February 14, 2019
In a Wednesday morning session at the HPA Tech Retreat in Palm Desert, Netflix’s Rohit Puri, engineering manager of the Cloud Media Systems team took attendees on a tour of the Netflix Media Database. The Netflix service experience, he explained, is made up of a seamless user interface, personalized content recommendation, efficient media streaming and curated content catalog.
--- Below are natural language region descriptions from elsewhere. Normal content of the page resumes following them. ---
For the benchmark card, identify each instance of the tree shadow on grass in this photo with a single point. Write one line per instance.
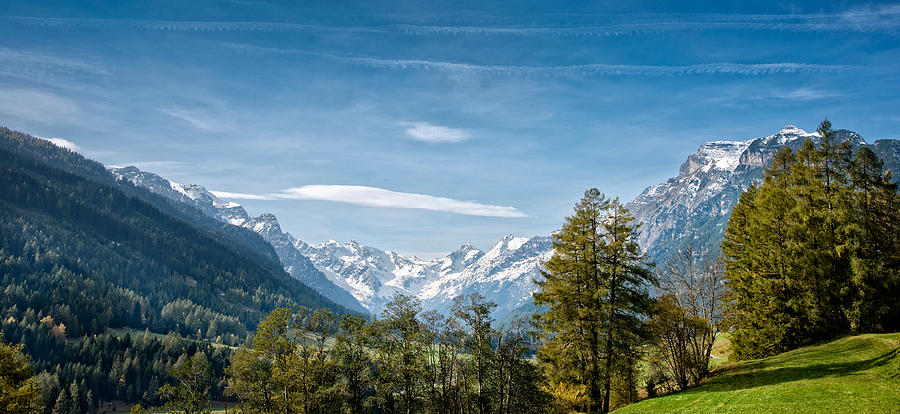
(760, 376)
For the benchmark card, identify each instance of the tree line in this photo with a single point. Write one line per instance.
(814, 250)
(810, 253)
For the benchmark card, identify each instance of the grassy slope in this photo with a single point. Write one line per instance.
(854, 374)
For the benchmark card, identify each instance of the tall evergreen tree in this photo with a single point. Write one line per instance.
(595, 288)
(19, 393)
(811, 253)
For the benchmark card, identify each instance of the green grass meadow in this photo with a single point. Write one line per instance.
(855, 374)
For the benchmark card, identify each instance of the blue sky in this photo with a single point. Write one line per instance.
(488, 119)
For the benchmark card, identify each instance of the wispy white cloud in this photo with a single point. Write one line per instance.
(198, 119)
(241, 196)
(435, 134)
(379, 197)
(802, 94)
(598, 69)
(881, 18)
(63, 143)
(35, 105)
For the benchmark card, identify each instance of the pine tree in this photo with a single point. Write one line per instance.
(595, 288)
(19, 393)
(812, 252)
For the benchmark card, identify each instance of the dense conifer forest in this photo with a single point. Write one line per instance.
(85, 260)
(113, 294)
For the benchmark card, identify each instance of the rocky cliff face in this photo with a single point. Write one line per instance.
(266, 225)
(694, 206)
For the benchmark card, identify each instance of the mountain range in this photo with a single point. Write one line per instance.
(692, 207)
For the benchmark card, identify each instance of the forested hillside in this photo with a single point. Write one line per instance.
(85, 260)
Other assets that “go a long way in helping users find content,” added Puri, include promotional artwork and video.
An increasing volume of content, he said, highlights the need to “synthesize systems at high volume in a timely fashion.” Puri also showed off the problems that Netflix faces with regard to ensuring high quality images, including a classic movie where a lighting fixture is visible at the edge of the game, and another in which subtitles overlay a credit, making the text unreadable.
“Modular analysis and persistence promotes data re-use is a solution,” he said, noting that a text-on-text detection application can be used for artwork.
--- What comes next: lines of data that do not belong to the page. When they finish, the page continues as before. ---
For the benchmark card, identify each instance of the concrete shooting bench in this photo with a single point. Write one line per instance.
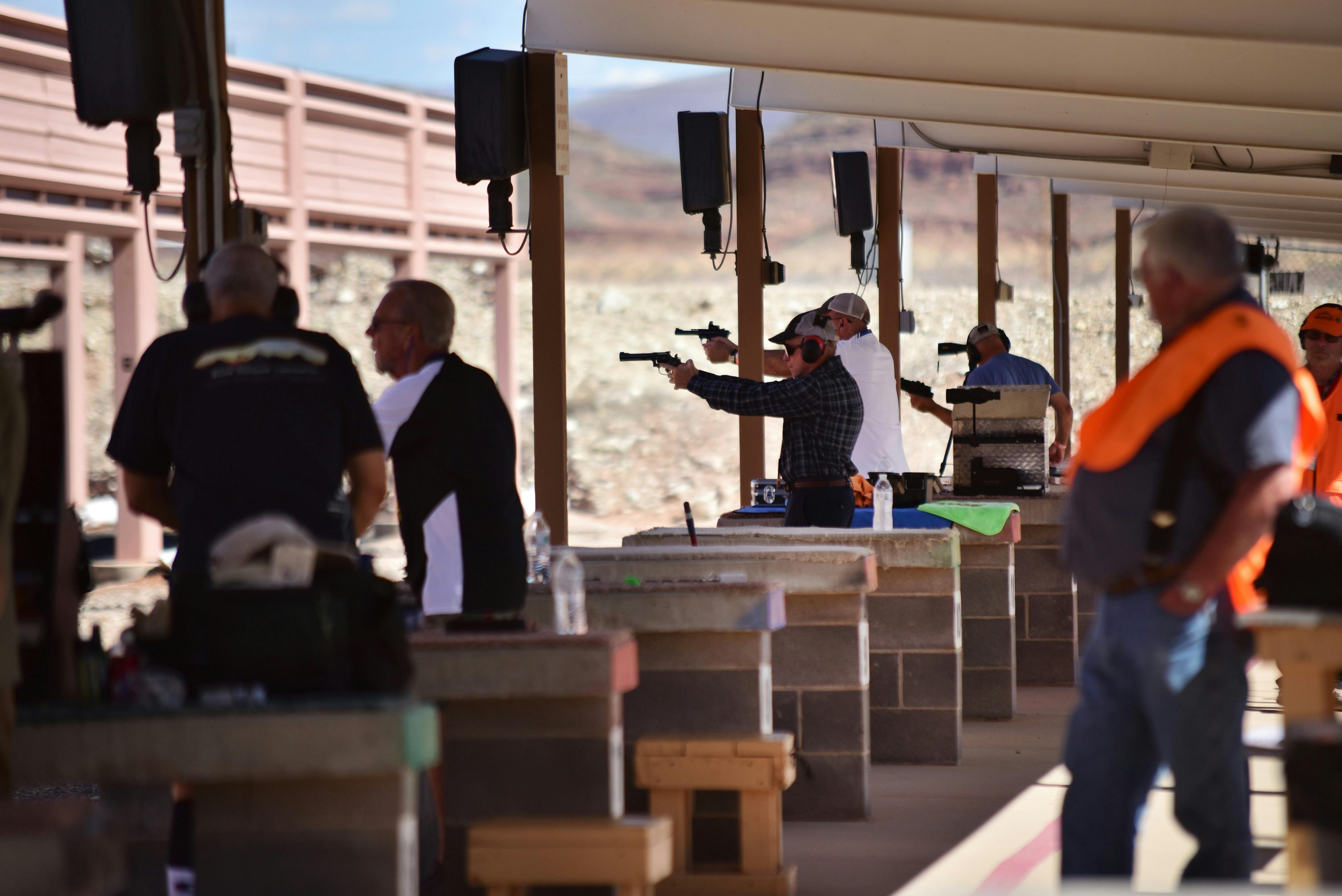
(914, 634)
(294, 797)
(704, 673)
(819, 663)
(532, 726)
(1306, 644)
Puri defined the Netflix Media Database as “a multi-tenant data store for dynamic temporarily and spatially varying metadata for Netflix media assets.” The database supports “audio, video, text, images, and also answers spatio-temporal queries on the media timeline.”
User features include “authentication and authorization; content vault (e.g., firewalls for pre-release content); Datastore-based access control; and high read throughput.” “Every Datastore has a schema,” said Puri. “The developer defines the schema, which is a schema-on-write system. Schema updates can be applied on the fly; are capable of representing spatial (3D) and temporal metadata; and integer units for temporal and spatial dimensions enable full precision.”
Puri also showed an architectural view of the system, whereby the Netflix Media Database is depicted as implementing its features via a suite of micro-services, each of which has a specific responsibility. Those micro-services include validation, persistence, indexing and query, all of which can be orchestrated through a temporal plate.